Barlen Munisami : « Un mal nécessaire, un élément psychologique et dissuasif, mais il faudra revoir tout son fonctionnement »
La réintroduction du permis à points, si cher à Navin Ramgoolam, mais mis au placard par le gouvernement MSM/ML/PMSD, en mars 2015, sera bientôt une réalité. Son come-back marque une volonté de renforcer les règles de la route et de réduire le nombre d’accidents meurtriers sur les routes. Il s’agit là d’un défi de taille que le Premier ministre est déterminé à relever. Les débats vont bon train entre les partisans de la réintroduction du permis à points, d’un côté, et ceux qui pensent, de l’autre, que ce procédé n’a pas produit l’effet escompté durant ses 18 mois d’existence. Le ministre des Transports, Osman Mahomed, a esquissé les premiers contours du projet, vendredi, au Parlement (voir plus loin). « Il faudra bientôt passer par quatre étapes avant de décrocher un permis de conduire », dit-il.
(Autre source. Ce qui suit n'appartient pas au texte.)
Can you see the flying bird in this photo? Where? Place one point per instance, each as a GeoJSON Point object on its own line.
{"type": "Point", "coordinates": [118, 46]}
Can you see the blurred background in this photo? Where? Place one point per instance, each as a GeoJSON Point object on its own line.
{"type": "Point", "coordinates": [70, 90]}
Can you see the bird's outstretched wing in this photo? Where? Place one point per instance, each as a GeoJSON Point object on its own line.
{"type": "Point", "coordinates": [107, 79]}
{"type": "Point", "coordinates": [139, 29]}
Le permis à points, lancé le 10 mai 2013, avait, dès l’annonce de son introduction, suscité une vague de mécontentement parmi de nombreux automobilistes. La crainte était que cette mesure n’impacte sérieusement ceux dépendant de leur permis de conduire pour travailler. L’entrée en opération des Speed Cameras en parallèle – dont la gestion avait été confiée, dans la controverse, à la compagnie Proguard Ltd – a exacerbé ce climat de frayeur, certains usagers de la route estimant avoir été flashés bien qu’ayant roulé à une vitesse en dessous de la limite autorisée, un excès de vitesse étant sanctionné par 2 ou 4 points de pénalité et une amende de Rs 2,000. À l’époque, un maximum de 15 points de pénalité amenait à une première suspension du permis, avant d’être restitué après six mois. Toutefois, si le même conducteur franchissait de nouveau le seuil des 15 points, il perdait son permis et devait le repasser. Le système prévoyait que le compteur des points soit remis à zéro tous les 36 mois.
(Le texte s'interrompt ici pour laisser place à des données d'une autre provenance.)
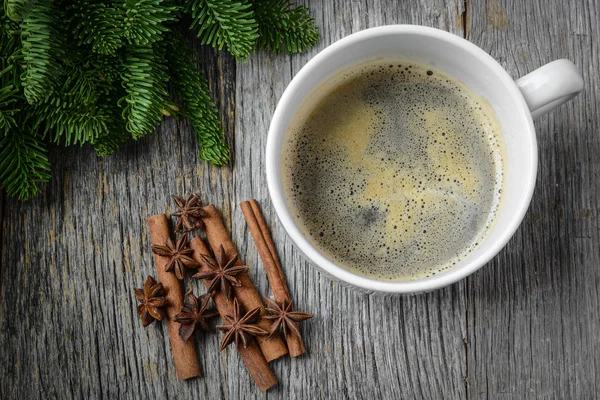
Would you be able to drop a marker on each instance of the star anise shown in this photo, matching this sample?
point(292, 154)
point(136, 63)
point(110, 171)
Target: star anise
point(179, 255)
point(283, 315)
point(222, 272)
point(190, 213)
point(151, 300)
point(194, 313)
point(240, 328)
À l’heure du premier bilan, le 10 mai 2014, soit un an après l’introduction du permis à points, les statistiques recensées par la Road Safety Management Unit, placée sous la férule de l’ex-haut gradé de la police, Ben Buntipilly, attestent, pourtant, d’une baisse tant dans le nombre d’accidents fatals sur nos routes que le nombre de morts. De 144 accidents fatals (156 morts) enregistrés entre janvier et décembre 2012, ce chiffre était passé à 119 accidents fatals (136 morts) pour la même période en 2013. Cette statistique (20 morts en moins) apporte de l’eau au moulin de Navin Ramgoolam et du ministre des Infrastructures publiques et du Transport, Anil Baichoo, chantres de ce système. En une année, 3 permis avaient été suspendus (15 points), alors que 5 conducteurs s’étaient mis dans une position délicate, « border line » même, en perdant 14 points. Au hit-parade des infractions : 22,105 contraventions pour excès de vitesse, suivies de l’usage du téléphone au volant avec 1,898 contraventions.
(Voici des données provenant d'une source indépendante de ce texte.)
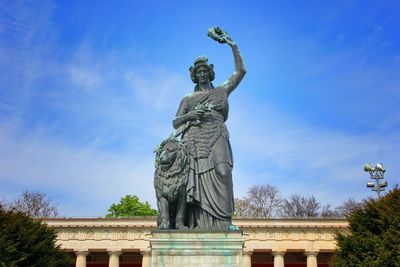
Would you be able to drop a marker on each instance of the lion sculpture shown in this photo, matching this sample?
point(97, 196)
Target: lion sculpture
point(170, 180)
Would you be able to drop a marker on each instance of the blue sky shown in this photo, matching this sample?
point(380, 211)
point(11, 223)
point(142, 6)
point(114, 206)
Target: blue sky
point(89, 88)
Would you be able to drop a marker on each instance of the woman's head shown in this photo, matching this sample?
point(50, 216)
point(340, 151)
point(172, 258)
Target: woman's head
point(200, 68)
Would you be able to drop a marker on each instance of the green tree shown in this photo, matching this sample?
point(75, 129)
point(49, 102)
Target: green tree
point(374, 237)
point(25, 241)
point(130, 206)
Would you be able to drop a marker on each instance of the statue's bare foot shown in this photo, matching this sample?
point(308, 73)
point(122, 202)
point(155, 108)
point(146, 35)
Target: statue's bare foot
point(181, 226)
point(233, 228)
point(164, 226)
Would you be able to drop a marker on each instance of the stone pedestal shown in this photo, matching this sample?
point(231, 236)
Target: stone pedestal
point(196, 249)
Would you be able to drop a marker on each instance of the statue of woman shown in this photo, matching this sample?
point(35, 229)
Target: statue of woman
point(201, 120)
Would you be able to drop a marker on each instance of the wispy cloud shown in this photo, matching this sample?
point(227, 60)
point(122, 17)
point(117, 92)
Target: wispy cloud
point(273, 147)
point(86, 179)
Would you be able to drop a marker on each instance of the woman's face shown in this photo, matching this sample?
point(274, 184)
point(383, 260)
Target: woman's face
point(202, 75)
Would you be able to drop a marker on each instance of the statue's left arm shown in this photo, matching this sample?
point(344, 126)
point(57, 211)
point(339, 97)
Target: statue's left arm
point(240, 69)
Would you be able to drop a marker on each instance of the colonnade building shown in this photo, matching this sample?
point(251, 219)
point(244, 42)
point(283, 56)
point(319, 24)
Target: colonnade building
point(267, 242)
Sauf que l’arsenal mis sur pied pour faire baisser le nombre de morts, dont la traque par les radars automatiques, considéré comme des « pièges à rats » ou des « machines à sous » par ses détracteurs, peine à faire l’unanimité parmi les automobilistes. L’Alliance Lepep, sous la houlette de Sir Anerood Jugnauth, flaire le bon filon et fait de l’abolition du permis à points un de ses thèmes majeurs lors de la campagne électorale de 2014, qu’elle mettra en œuvre après sa victoire. Le permis à points est suspendu le 31 décembre 2014, avant d’être abrogé en mars 2015. Nando Bodha, alors ministre du Transport & des Infrastructures publiques, avait annoncé cette mesure qui s’est traduite par des amendements à la Road Traffic Act, avec comme toile de fond l’introduction d’ « un système plus simple et compréhensible pour les automobilistes, une baisse des amendes et la reconfiguration des radars. »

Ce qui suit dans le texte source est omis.